Francisco Aguilera
Francisco Aguilera

Reputation: 3482

LINQ vs foreach vs for performance test results

Could somebody explain these results? I know there are duplicate questions, but I have yet to find a single question that came to the same conclusion as my results :o

using System;
using System.Collections.Generic;
using System.Diagnostics;
using System.Linq;
using System.Text;
using System.Threading.Tasks;

namespace SpeedTest
{
    class Person
    {    
        public Person(string name)
        {
            this.Name = name;
        }

        public string Name { get; set; }
    }

    class Program
    {
        static void Main(string[] args)
        {
            var people = new List<Person>();
            AddTwins("FRANCISCO", people);
            var stopwatch = new Stopwatch();

            string name = "OCSICNARF";

            long linqTime = 0L;
            long foreachTime = 0L;
            long forTime = 0L;

            stopwatch.Start();
            Person person0;
            var result = from person in people
                         where person.Name == name
                         select person;
            person0 = result.First();
            linqTime = stopwatch.ElapsedMilliseconds;
            stopwatch.Restart();
            Person person1;
            foreach (Person p in people)
            {
                if (p.Name == name)
                {
                    person1 = p;
                    break;
                }
            }
            foreachTime = stopwatch.ElapsedMilliseconds;
            stopwatch.Restart();
            Person person2;
            for (int i = 0; i < people.Count; i++)
            {
                if (people[i].Name == name)
                {
                    person2 = people[i];
                    break;
                }
            }
            forTime = stopwatch.ElapsedMilliseconds;
            stopwatch.Stop();

            Console.WriteLine(string.Format("LINQ took {0}ms", linqTime));
            Console.WriteLine(string.Format("FOREACH took {0}ms", foreachTime));
            Console.WriteLine(string.Format("FOR took {0}ms", forTime));
        }

        static void AddTwins(string name, List<Person> people)
        {
            AddTwins(people, name, "");
        }

        private static void AddTwins(List<Person> people, string choices, string chosen)
        {
            if (choices.Length == 0)
            {
                people.Add(new Person(chosen));
            }
            else
            {
                for (int i = 0; i < choices.Length; i++)
                {
                    // choose
                    char c = choices[i];
                    string choose1 = choices.Substring(0, i);
                    string choose2 = choices.Substring(i + 1);
                    choices = choose1 + choose2;

                    // explore
                    AddTwins(people, choices, chosen + c);

                    // Unchoose
                    string unchoose1 = choices.Substring(0, i);
                    string unchoose2 = choices.Substring(i);
                    choices = unchoose1 + c + unchoose2;
                }
            }
        }
    }
}

enter image description here

Upvotes: 9

Views: 22668

Answers (3)

Selman Gen&#231;
Selman Gen&#231;

Reputation: 101681

You never execute the LINQ query, you just create it.
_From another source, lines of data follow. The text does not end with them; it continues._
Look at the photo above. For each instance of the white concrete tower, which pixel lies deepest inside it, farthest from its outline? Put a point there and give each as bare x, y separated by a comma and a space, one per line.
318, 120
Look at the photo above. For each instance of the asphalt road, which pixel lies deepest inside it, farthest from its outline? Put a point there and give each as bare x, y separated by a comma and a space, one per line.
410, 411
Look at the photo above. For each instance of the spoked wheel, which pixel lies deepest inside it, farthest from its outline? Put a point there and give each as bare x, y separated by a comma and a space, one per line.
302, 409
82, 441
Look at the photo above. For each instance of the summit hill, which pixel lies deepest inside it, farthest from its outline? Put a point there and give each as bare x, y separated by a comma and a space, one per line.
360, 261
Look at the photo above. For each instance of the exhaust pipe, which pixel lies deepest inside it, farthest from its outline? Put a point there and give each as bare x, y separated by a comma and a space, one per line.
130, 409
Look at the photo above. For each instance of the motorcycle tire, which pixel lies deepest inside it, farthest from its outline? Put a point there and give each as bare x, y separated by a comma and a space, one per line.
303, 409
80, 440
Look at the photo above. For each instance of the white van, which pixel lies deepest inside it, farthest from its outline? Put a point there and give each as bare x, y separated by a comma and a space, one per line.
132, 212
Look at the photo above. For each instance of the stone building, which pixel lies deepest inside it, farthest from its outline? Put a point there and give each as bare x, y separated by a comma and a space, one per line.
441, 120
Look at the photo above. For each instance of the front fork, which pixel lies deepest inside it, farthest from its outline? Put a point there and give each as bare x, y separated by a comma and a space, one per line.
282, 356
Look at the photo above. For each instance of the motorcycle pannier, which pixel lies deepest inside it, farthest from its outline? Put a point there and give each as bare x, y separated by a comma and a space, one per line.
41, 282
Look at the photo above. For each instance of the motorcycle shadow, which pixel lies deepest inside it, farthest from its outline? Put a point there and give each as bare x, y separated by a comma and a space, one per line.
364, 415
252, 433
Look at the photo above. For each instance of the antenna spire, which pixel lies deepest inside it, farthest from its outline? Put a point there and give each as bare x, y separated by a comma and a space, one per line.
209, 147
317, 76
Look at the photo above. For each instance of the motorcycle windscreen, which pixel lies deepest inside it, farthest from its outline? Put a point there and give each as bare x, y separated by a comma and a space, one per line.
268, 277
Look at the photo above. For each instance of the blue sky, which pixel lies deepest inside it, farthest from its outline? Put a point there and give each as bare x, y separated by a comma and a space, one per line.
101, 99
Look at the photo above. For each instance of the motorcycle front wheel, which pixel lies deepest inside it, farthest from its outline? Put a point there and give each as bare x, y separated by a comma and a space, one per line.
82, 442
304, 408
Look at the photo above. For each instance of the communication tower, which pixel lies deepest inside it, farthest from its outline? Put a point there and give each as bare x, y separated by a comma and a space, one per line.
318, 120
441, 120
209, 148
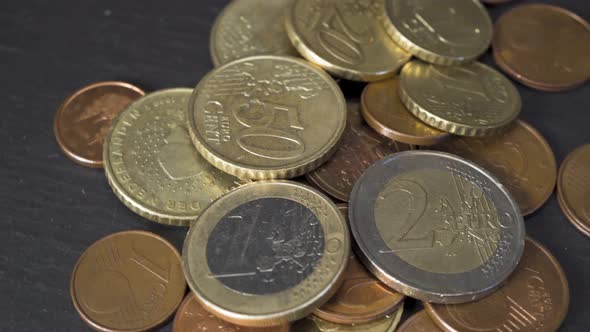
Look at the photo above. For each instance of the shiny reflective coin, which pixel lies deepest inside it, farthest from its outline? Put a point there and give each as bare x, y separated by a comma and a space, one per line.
359, 147
447, 33
192, 317
267, 117
83, 119
543, 46
535, 298
435, 227
573, 188
128, 281
152, 166
471, 100
267, 253
345, 37
383, 110
241, 31
520, 158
You should use ToList or ToArray method to force an iteration, probably you won't get a different result because LINQ uses a foreach loop as well.

Edit: LINQ takes a little bit more time because you are iterating over all of the items. But in your other two loops you are breaking the loop as soon as you find a match. Try using FirstOrDefault instead of Where and you should get the same (or similar) result.
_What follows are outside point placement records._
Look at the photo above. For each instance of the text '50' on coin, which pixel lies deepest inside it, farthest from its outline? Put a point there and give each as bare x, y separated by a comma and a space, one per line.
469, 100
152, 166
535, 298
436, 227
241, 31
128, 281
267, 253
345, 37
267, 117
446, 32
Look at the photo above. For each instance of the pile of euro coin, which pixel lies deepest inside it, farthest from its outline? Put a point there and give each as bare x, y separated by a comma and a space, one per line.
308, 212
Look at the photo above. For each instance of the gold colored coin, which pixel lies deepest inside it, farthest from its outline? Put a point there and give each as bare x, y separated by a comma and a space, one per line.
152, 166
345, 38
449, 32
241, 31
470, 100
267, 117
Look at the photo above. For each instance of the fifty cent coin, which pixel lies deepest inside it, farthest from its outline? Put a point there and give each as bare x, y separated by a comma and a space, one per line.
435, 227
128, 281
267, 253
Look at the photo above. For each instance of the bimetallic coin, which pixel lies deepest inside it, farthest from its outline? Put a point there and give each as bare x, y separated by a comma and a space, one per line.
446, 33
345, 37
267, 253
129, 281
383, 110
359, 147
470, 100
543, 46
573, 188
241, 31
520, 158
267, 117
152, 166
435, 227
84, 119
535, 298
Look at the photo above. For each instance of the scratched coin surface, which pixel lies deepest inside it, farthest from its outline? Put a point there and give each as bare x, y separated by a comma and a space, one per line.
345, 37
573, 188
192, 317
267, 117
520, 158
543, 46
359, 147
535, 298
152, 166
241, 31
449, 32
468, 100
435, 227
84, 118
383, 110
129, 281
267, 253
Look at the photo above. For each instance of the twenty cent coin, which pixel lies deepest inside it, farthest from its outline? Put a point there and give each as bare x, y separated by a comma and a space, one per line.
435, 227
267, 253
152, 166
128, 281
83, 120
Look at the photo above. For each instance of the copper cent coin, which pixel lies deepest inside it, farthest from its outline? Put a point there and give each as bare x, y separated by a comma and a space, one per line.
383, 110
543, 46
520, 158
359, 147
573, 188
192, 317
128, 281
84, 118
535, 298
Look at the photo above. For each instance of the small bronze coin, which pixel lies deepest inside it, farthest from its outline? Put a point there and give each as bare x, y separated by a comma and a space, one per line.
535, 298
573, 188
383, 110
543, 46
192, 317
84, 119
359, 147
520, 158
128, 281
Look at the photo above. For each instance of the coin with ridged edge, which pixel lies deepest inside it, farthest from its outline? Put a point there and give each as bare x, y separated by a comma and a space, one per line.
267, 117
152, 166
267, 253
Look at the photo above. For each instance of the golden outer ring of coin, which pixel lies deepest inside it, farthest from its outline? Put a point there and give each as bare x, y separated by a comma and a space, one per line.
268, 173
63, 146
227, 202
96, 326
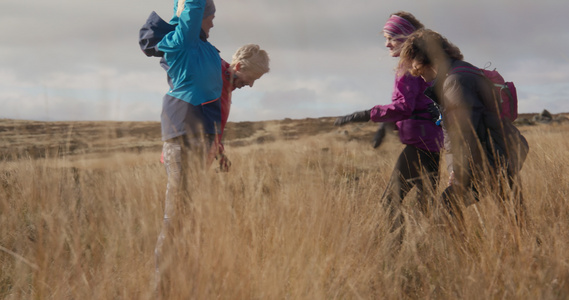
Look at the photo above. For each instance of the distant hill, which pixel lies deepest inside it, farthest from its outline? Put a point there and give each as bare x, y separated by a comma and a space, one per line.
21, 138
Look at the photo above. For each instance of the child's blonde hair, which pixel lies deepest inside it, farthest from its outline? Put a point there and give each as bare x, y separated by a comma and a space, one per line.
252, 59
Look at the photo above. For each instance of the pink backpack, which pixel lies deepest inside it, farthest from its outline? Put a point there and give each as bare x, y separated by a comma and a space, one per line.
505, 91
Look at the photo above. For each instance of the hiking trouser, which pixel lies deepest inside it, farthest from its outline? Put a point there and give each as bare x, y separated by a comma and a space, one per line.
182, 157
414, 168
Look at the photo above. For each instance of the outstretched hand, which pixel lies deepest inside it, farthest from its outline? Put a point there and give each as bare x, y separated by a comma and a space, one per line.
381, 132
359, 116
379, 135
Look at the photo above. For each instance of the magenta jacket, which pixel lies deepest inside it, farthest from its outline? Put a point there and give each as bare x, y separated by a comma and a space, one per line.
408, 97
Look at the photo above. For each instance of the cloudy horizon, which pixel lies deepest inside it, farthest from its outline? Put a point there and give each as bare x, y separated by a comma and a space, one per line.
67, 60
people.FirstOrDefault(p => p.Name == name);

Upvotes: 18

phoog
phoog

Reputation: 43046

It is apparently significant that Sum has to store a boxed instance of the list enumerator on the heap, and use that heap object to iterate the list. The inline foreach and the for loop both avoid this; the former because List's public GetEnumerator method returns a value type. If you store a reference to people in an IEnumerable<Person> variable, the foreach loop takes a little longer to get to its result.

Also, linq has to create objects for the where iterator and the delegate passed to it, and it does more null checks so it can throw informative exceptions if any of the arguments is null. That could account for the rest of the additional time required for the linq code.

Upvotes: 0

John Gardner
John Gardner

Reputation: 25116

the linq one is taking no time because the query is never actually evaluated.

Linq is lazy for most operations, it won't actually do anything until someone starts enumerating the results.

if you added

result.Count(); // add this line, query will be evaluated
linqTime = stopwatch.ElapsedMilliseconds;
stopwatch.Restart();

then i'm pretty sure you'd have a non-zero result for linq.